Spatters of black ink across thick paper with charred edges and sepia tones unravel into a story. A story of a dysfunctional, morbid word plagued by death, disease, destruction, vices and suffering. Barriers crumble, beliefs disappear, insanity becomes a spectrum not a border, darkness is allowed to not just permeate but flourish. Nothing remains sacred or perhaps everything is.
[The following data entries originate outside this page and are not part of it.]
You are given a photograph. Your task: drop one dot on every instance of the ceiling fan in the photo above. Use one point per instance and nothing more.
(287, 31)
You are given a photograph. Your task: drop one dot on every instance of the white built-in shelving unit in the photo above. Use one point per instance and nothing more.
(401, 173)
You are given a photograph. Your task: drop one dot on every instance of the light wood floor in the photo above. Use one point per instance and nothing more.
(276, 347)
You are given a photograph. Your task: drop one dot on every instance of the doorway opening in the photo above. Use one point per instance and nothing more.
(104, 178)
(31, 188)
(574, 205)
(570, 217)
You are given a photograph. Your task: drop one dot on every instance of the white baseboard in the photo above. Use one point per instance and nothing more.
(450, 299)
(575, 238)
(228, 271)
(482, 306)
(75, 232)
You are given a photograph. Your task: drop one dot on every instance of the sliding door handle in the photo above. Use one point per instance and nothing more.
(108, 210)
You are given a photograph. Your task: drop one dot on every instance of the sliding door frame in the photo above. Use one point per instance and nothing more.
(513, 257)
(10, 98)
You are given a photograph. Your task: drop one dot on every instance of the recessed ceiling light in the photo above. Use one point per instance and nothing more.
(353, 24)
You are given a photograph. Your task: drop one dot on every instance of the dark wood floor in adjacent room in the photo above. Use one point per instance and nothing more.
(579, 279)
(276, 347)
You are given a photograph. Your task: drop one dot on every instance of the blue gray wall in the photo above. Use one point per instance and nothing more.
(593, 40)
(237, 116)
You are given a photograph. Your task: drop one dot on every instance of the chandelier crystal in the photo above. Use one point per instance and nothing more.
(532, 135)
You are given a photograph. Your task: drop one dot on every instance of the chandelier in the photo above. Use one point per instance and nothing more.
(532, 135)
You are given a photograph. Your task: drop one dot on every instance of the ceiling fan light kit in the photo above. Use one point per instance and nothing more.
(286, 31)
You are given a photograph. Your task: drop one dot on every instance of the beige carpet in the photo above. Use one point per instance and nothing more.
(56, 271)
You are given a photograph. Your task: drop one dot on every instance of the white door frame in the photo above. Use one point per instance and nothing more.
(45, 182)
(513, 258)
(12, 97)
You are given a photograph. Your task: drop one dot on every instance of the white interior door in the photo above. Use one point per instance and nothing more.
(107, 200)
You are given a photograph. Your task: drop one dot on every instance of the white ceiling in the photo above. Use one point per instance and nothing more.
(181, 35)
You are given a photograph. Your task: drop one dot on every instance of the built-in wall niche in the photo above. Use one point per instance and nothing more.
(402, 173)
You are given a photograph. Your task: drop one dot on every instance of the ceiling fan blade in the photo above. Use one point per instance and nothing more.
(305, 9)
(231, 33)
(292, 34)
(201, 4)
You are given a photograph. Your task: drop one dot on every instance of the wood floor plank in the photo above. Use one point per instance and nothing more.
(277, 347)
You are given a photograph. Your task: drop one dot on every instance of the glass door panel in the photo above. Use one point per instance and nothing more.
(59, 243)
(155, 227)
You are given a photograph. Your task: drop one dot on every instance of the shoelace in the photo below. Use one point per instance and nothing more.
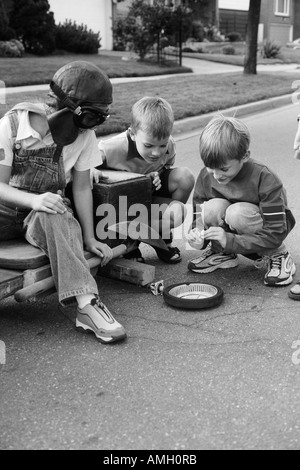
(97, 301)
(275, 262)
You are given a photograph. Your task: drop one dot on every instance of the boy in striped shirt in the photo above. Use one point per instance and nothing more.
(240, 206)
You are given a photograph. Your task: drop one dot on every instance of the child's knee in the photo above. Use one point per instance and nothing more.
(213, 212)
(243, 217)
(183, 179)
(175, 214)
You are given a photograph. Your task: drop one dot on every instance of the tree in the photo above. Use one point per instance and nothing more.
(34, 25)
(142, 26)
(6, 32)
(251, 40)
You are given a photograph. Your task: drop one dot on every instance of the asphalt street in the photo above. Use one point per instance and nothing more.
(225, 378)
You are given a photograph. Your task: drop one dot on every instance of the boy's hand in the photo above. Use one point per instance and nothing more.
(196, 238)
(100, 249)
(156, 180)
(97, 176)
(48, 202)
(216, 233)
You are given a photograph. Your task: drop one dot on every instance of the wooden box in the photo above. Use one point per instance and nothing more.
(118, 198)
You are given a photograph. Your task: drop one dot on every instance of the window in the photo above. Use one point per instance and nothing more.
(282, 7)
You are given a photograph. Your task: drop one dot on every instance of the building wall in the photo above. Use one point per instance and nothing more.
(277, 27)
(241, 5)
(95, 14)
(233, 21)
(296, 20)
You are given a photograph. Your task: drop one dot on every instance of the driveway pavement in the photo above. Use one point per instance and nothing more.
(224, 378)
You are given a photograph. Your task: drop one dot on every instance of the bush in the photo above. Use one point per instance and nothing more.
(34, 24)
(270, 49)
(76, 38)
(228, 50)
(13, 48)
(234, 37)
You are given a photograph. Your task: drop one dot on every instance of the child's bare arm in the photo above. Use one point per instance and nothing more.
(47, 202)
(84, 206)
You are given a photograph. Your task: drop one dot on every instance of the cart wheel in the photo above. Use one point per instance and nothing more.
(193, 295)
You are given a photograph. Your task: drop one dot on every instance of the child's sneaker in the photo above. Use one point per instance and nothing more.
(96, 318)
(281, 269)
(209, 261)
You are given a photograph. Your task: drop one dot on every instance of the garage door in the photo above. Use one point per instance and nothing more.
(280, 33)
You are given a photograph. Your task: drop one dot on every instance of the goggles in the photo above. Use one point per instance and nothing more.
(84, 116)
(87, 117)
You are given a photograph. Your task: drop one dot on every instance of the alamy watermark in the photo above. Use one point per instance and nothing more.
(2, 353)
(2, 92)
(139, 221)
(296, 353)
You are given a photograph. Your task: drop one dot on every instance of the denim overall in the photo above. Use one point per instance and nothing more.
(59, 236)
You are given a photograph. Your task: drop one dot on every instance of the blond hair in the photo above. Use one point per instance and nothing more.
(153, 115)
(224, 138)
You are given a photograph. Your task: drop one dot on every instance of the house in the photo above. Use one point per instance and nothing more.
(97, 15)
(279, 19)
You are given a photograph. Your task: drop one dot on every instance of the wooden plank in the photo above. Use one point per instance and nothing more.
(47, 283)
(10, 282)
(19, 254)
(129, 271)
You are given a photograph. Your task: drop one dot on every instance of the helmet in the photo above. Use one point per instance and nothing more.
(82, 90)
(84, 82)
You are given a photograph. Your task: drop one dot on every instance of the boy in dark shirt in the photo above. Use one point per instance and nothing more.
(242, 204)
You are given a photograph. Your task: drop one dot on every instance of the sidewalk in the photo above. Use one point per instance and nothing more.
(225, 378)
(205, 67)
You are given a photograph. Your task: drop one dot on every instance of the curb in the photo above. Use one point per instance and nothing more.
(190, 125)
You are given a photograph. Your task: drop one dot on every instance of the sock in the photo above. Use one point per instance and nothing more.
(84, 299)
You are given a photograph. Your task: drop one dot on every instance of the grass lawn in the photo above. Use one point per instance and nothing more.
(32, 70)
(191, 95)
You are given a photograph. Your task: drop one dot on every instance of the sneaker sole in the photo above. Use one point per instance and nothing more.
(226, 265)
(285, 282)
(82, 328)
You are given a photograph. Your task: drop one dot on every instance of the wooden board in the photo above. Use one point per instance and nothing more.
(10, 282)
(129, 271)
(19, 254)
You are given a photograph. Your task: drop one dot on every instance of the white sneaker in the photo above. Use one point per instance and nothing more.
(209, 261)
(96, 318)
(281, 269)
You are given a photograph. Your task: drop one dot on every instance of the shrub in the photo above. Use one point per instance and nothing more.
(188, 49)
(34, 24)
(76, 38)
(228, 50)
(270, 49)
(234, 36)
(13, 48)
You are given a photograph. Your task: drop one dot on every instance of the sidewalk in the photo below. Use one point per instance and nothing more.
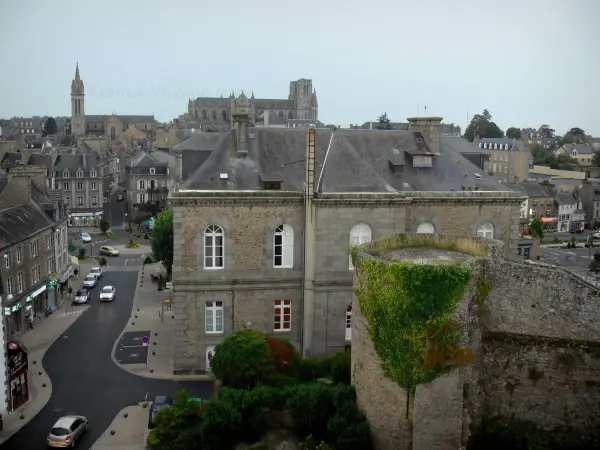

But for artist and photographer, Ari Jayprakash who has created the Kuru Chronicles (which derives its name from a disease affecting cannibals when they consume human brain matter) in collaboration with writer Anisha Sridhar, this is nothing more than an artistic expression of an interesting form of spirituality, “We knew there was stuff here that may make people uncomfortable but we will stick to that,” he says, rather vehemently. “Freedom of thought and expression is an essential aspect of artistic evolution and we have restricted ourselves too long.” He believes however, that this is changing for the better, “People are beginning to push boundaries. I think India will produce a lot of interesting art, music, dance and theatre over the next few years,” he adds.
His own artwork (he refers to it as Kuru art) certainly not just pushes boundaries but tramples all over them, leaving the viewer too enthralled to even notice that they existed in the first place. “Kuru uses black ink done mainly with a calligraphy pen. At the end of the execution the pictures are burnt. The burning was done as an offering to the fire God and also because it gives it an old rustic sort of look and an interesting shading.”